Chicken law passed
The Electric City Council put out the welcome mat for chickens at its Tuesday night meeting.
Council members looked at the new chicken ordinance prepared by the planning commission and liked what they saw. After routine comments and suggestions, they passed it.
Come Monday, Feb. 18, it will be lawful for residents to have chickens, up to six. You’ll still have to use your alarm clock because the ordinance specifies no roosters.
There are a lot of regulations. No loose chickens. There’s a chicken license you have to get at city hall - $15 worth. And among a long string of regulations, here’s one for the books: You can’t slaughter chickens in Electric City. If you plan to raise chickens so you can fry up a mess, then you’ll have to go to one of the neighboring towns to kill and dress them. So if you intend to conduct classes on plucking or gutting chickens, you likely won’t scare up a bunch of students in Electric City.
The council, showing its knowledge of the chicken, passed around poultry magazines to build its confidence. Councilmember Brad Parrish made the motion and John Nordine seconded it. The ordinance passed unanimously.
Chickens must be at least 15 feet back from your property line and at least 20 feet away from neighbors.
You must have at least four square feet of space for each chicken, and pens cannot be larger than 120 square feet in size.
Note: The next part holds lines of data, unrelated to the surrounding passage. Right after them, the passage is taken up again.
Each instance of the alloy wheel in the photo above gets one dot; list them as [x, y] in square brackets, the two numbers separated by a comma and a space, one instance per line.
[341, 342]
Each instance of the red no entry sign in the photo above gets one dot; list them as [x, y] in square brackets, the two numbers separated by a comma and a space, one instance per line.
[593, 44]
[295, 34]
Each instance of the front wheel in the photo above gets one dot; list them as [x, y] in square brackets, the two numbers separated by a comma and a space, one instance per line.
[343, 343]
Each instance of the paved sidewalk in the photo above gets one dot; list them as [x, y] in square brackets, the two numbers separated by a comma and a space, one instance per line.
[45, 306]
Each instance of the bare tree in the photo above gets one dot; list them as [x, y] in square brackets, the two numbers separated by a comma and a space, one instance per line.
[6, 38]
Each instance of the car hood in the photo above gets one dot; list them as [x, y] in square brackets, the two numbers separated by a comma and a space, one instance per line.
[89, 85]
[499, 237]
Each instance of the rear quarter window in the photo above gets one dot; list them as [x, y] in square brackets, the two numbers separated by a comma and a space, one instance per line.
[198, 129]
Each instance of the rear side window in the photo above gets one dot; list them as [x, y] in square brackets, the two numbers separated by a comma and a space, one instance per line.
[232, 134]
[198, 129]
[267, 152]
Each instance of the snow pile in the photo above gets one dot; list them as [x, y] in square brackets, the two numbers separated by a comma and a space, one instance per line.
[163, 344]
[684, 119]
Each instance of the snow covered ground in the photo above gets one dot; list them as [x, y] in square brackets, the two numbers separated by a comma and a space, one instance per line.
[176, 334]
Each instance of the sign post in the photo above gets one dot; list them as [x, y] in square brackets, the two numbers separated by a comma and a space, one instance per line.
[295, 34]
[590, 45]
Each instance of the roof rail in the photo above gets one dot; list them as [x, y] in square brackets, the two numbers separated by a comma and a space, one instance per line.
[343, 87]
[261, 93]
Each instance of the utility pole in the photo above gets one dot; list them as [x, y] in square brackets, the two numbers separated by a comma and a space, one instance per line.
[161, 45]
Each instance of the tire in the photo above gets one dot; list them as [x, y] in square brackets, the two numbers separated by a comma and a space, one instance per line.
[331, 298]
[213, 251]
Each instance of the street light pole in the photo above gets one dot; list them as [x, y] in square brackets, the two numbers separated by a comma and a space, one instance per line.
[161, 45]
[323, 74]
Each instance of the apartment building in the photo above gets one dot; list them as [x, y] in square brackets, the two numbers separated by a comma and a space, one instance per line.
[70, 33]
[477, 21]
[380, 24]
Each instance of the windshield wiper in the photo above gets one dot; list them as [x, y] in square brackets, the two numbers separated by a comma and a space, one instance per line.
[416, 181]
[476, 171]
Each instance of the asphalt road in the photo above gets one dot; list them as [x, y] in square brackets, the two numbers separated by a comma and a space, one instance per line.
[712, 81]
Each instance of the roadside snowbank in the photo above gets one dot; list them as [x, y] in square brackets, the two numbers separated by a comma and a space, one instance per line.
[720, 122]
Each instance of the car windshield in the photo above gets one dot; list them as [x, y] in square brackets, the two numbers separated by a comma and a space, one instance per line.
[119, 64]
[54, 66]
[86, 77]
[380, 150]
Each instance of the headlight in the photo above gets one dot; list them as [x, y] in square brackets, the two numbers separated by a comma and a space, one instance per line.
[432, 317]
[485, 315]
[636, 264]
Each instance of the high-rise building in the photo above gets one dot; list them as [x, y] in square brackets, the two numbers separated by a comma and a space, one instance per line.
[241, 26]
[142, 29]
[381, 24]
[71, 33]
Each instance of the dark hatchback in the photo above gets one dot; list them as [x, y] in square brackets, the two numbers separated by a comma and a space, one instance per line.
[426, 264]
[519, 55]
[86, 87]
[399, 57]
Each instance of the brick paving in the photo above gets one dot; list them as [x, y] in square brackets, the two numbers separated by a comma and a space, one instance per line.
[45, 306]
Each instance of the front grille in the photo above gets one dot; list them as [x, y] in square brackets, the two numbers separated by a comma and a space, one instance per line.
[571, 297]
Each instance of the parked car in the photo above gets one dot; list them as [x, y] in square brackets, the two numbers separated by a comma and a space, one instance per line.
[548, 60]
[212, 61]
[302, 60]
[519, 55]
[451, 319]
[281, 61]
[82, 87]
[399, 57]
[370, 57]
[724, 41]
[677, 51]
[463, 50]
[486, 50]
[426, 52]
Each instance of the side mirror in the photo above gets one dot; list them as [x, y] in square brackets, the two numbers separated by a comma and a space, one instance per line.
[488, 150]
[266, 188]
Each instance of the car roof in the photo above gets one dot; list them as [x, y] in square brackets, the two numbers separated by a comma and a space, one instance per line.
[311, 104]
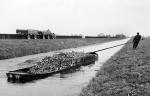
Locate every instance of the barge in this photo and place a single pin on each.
(43, 70)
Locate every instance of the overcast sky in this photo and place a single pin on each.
(89, 17)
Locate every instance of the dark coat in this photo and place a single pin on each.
(136, 39)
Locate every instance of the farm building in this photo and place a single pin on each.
(36, 34)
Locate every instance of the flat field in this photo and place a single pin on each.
(19, 47)
(127, 73)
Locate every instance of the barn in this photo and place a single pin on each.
(36, 34)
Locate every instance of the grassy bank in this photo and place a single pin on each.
(15, 48)
(127, 73)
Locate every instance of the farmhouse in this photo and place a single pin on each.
(36, 34)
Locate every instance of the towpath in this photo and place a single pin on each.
(64, 84)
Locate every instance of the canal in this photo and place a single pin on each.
(67, 83)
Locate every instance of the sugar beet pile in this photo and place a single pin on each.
(60, 61)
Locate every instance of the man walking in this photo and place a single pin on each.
(136, 40)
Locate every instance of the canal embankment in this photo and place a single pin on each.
(10, 48)
(68, 83)
(127, 73)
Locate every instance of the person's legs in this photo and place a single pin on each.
(136, 44)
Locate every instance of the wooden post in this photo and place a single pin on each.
(43, 36)
(35, 36)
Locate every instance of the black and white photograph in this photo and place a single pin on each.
(74, 47)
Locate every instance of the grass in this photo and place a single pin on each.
(127, 73)
(16, 48)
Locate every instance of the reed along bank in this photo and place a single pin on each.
(10, 48)
(127, 73)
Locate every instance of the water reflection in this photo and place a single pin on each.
(63, 74)
(68, 83)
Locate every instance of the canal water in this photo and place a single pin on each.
(68, 83)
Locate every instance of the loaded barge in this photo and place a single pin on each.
(51, 65)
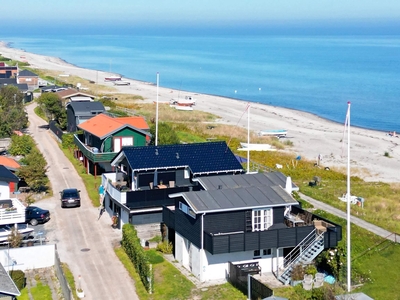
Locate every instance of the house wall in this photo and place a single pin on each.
(138, 139)
(207, 267)
(4, 190)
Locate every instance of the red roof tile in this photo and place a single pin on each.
(102, 125)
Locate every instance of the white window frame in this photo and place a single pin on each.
(262, 219)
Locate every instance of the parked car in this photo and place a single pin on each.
(70, 198)
(35, 215)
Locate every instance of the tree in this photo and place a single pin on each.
(21, 145)
(166, 134)
(12, 113)
(34, 170)
(53, 107)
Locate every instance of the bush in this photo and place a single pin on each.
(165, 247)
(18, 277)
(131, 245)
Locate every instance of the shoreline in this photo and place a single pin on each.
(311, 135)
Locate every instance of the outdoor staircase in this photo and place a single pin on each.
(304, 253)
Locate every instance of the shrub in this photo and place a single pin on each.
(131, 245)
(165, 247)
(18, 277)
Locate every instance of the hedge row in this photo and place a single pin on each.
(131, 245)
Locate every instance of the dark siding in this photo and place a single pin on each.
(188, 227)
(224, 222)
(278, 214)
(268, 239)
(252, 241)
(146, 218)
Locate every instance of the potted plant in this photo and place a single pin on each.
(297, 274)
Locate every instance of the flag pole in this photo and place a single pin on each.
(156, 139)
(348, 202)
(248, 138)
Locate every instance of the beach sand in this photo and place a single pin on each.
(310, 134)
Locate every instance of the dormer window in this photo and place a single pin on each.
(262, 219)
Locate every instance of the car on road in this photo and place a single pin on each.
(70, 198)
(35, 215)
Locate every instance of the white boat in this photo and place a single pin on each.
(23, 229)
(188, 101)
(256, 147)
(274, 132)
(113, 78)
(120, 82)
(183, 107)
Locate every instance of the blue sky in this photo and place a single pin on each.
(201, 12)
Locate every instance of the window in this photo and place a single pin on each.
(267, 252)
(187, 210)
(262, 219)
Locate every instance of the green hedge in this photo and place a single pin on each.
(131, 245)
(19, 278)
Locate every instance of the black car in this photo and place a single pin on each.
(70, 198)
(35, 215)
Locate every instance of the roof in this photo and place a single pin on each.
(9, 163)
(6, 175)
(103, 125)
(72, 93)
(201, 158)
(7, 285)
(26, 73)
(251, 197)
(86, 107)
(246, 180)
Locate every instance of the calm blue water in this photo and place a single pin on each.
(317, 74)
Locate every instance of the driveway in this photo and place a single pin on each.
(83, 242)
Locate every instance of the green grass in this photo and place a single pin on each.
(24, 294)
(170, 284)
(41, 292)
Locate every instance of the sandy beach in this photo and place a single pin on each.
(310, 134)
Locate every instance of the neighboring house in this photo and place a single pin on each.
(8, 289)
(104, 136)
(145, 176)
(28, 77)
(245, 219)
(72, 95)
(8, 71)
(81, 111)
(23, 87)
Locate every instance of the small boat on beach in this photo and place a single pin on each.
(188, 101)
(113, 78)
(120, 82)
(279, 133)
(256, 147)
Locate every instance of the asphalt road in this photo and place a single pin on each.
(83, 242)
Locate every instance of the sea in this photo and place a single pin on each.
(318, 73)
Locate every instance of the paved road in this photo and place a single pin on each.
(357, 221)
(83, 242)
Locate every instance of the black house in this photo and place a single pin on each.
(145, 176)
(245, 218)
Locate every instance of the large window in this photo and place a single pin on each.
(262, 219)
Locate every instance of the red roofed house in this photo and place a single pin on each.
(104, 136)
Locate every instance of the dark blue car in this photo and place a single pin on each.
(35, 215)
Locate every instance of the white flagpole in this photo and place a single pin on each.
(248, 138)
(348, 202)
(156, 139)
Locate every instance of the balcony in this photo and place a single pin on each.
(90, 154)
(11, 211)
(140, 199)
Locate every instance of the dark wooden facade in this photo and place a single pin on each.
(226, 232)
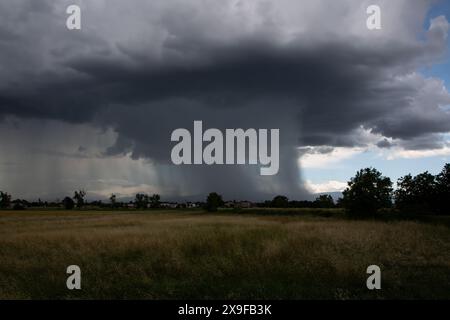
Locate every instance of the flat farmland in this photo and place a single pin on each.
(180, 254)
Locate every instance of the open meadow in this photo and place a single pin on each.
(181, 254)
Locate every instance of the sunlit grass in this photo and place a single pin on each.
(194, 255)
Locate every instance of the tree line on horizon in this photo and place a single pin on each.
(367, 192)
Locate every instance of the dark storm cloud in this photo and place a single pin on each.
(317, 89)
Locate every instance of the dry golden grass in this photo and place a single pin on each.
(194, 255)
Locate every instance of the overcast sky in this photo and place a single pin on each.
(94, 108)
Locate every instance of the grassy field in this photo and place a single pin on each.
(195, 255)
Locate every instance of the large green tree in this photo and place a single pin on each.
(367, 192)
(214, 201)
(5, 200)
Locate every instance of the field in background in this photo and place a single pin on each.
(194, 255)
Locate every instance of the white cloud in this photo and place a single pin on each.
(414, 154)
(328, 186)
(323, 160)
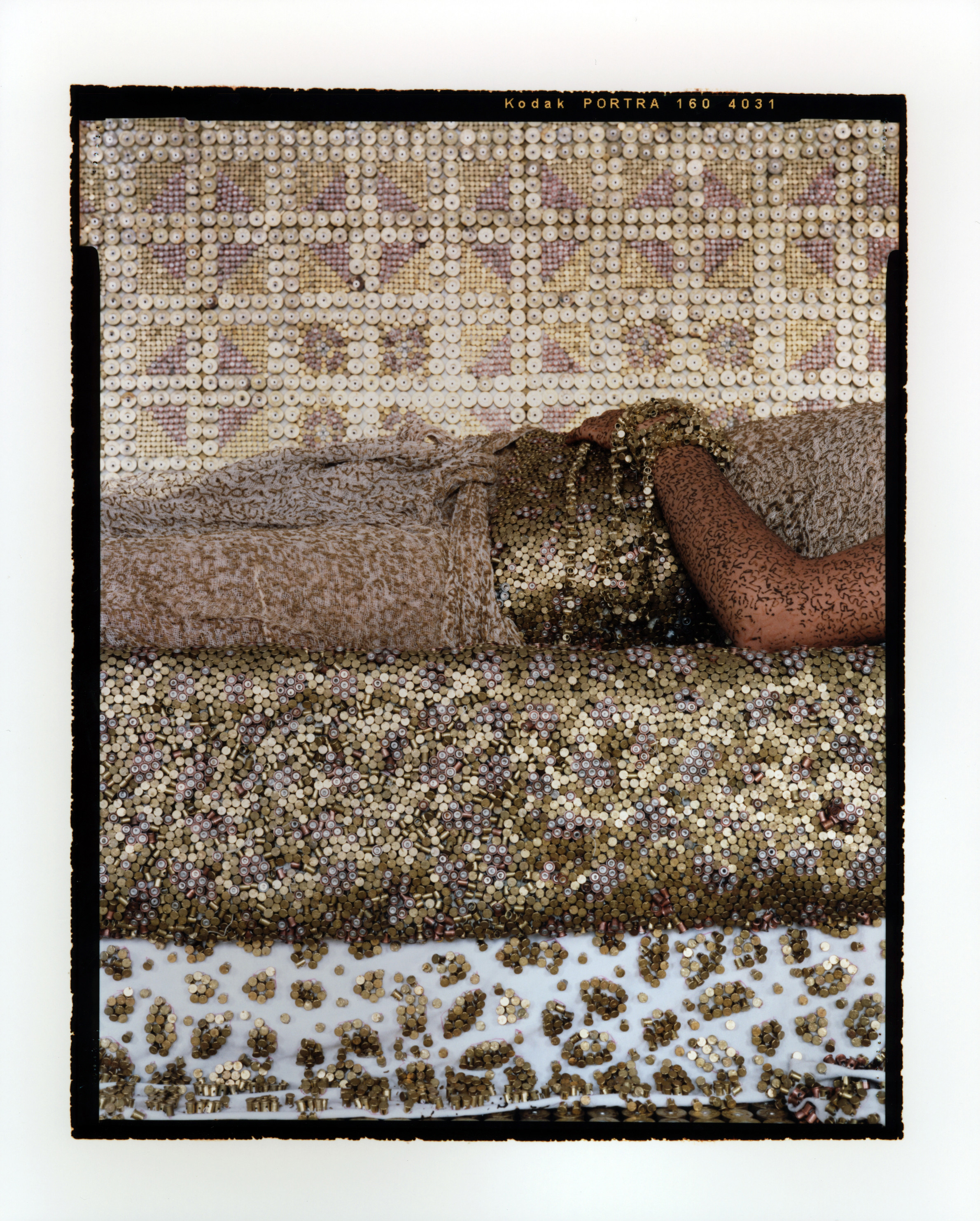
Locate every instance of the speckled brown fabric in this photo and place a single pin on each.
(387, 543)
(379, 544)
(817, 479)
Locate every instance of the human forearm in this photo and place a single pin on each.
(763, 594)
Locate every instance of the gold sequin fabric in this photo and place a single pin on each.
(378, 797)
(297, 284)
(580, 551)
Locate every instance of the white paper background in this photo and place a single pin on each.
(535, 985)
(926, 51)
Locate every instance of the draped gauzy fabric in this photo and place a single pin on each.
(381, 544)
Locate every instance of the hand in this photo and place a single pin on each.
(597, 429)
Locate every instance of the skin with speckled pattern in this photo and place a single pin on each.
(762, 593)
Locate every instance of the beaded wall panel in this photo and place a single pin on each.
(280, 284)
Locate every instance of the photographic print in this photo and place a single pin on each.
(481, 715)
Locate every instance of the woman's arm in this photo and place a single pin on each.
(762, 593)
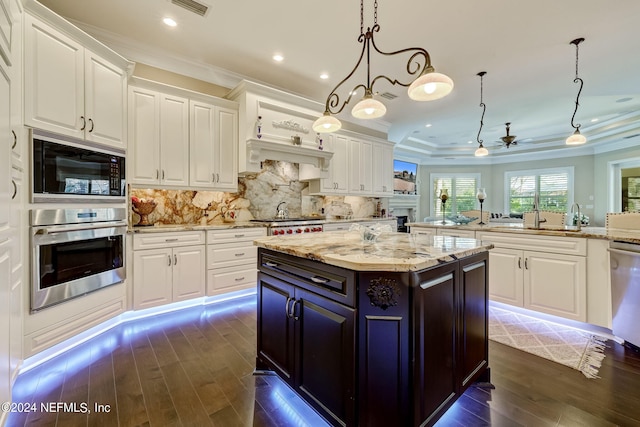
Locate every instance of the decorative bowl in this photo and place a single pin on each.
(461, 219)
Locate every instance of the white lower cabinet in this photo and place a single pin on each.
(550, 279)
(232, 259)
(167, 267)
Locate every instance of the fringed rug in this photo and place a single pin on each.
(567, 346)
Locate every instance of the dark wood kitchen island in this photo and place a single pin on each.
(385, 333)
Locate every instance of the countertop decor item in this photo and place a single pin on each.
(143, 207)
(425, 83)
(576, 138)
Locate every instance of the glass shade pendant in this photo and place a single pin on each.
(576, 138)
(368, 108)
(481, 151)
(430, 86)
(327, 123)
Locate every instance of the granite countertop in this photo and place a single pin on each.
(391, 251)
(631, 236)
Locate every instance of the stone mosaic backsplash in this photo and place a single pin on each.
(258, 197)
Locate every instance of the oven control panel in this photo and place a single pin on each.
(295, 229)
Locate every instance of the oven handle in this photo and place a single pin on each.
(75, 227)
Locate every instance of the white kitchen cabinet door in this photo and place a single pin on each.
(6, 142)
(189, 269)
(143, 154)
(226, 149)
(555, 284)
(152, 278)
(213, 143)
(382, 169)
(174, 140)
(105, 101)
(506, 276)
(202, 141)
(360, 167)
(54, 80)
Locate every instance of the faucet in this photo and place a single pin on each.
(281, 213)
(536, 211)
(579, 222)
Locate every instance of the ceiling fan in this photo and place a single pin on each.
(508, 140)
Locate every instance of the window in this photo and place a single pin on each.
(462, 192)
(555, 187)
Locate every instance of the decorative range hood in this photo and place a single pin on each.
(269, 120)
(259, 150)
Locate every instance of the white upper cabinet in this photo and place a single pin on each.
(71, 90)
(213, 146)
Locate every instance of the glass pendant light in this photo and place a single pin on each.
(481, 151)
(576, 138)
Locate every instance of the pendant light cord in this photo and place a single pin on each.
(576, 42)
(484, 108)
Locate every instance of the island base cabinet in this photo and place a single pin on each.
(308, 340)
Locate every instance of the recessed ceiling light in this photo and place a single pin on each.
(170, 22)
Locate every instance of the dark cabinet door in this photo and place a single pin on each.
(473, 355)
(275, 333)
(325, 356)
(435, 382)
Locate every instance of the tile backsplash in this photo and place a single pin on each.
(258, 197)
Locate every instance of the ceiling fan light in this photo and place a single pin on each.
(430, 86)
(481, 152)
(368, 108)
(326, 124)
(576, 138)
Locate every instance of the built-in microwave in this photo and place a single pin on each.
(66, 171)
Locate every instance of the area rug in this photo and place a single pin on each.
(567, 346)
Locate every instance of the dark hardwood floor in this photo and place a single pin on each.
(194, 368)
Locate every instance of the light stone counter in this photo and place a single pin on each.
(631, 236)
(391, 252)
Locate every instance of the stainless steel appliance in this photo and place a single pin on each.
(64, 170)
(625, 290)
(74, 252)
(291, 226)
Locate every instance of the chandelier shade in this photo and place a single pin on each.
(327, 123)
(368, 108)
(423, 84)
(430, 86)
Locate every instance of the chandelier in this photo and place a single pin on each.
(576, 138)
(426, 86)
(481, 151)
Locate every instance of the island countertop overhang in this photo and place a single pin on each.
(390, 252)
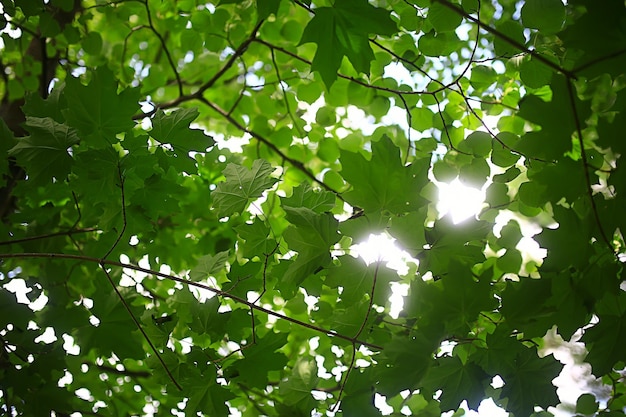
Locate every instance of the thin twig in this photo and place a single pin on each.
(48, 236)
(363, 324)
(583, 157)
(47, 255)
(167, 52)
(294, 162)
(121, 233)
(138, 325)
(508, 39)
And if you thought of having your chickens out in front of your house, forget it, you need to keep your barnyard in your backyard.
Chicken tractors can come into play, if you want to spend a few extra bucks. A chicken tractor is a pen on wheels. Nothing in the regulations says you can’t motorize your chicken tractor and take your chickens for a drive -- in the backyard, that is.
Chicken manure must be managed, according to the ordinance.
The annual license is $15 and must be renewed each year.
The ordinance also requires a one-time purchase of a coop license, another $50. You even have to submit a site plan showing where your chickens will be located on your lot. The city will visit your chicken site to see if it meets all the requirements.
And last, but certainly not least, annual chicken licenses and coop licenses are not transferable.
And you can keep any eggs the chickens produce.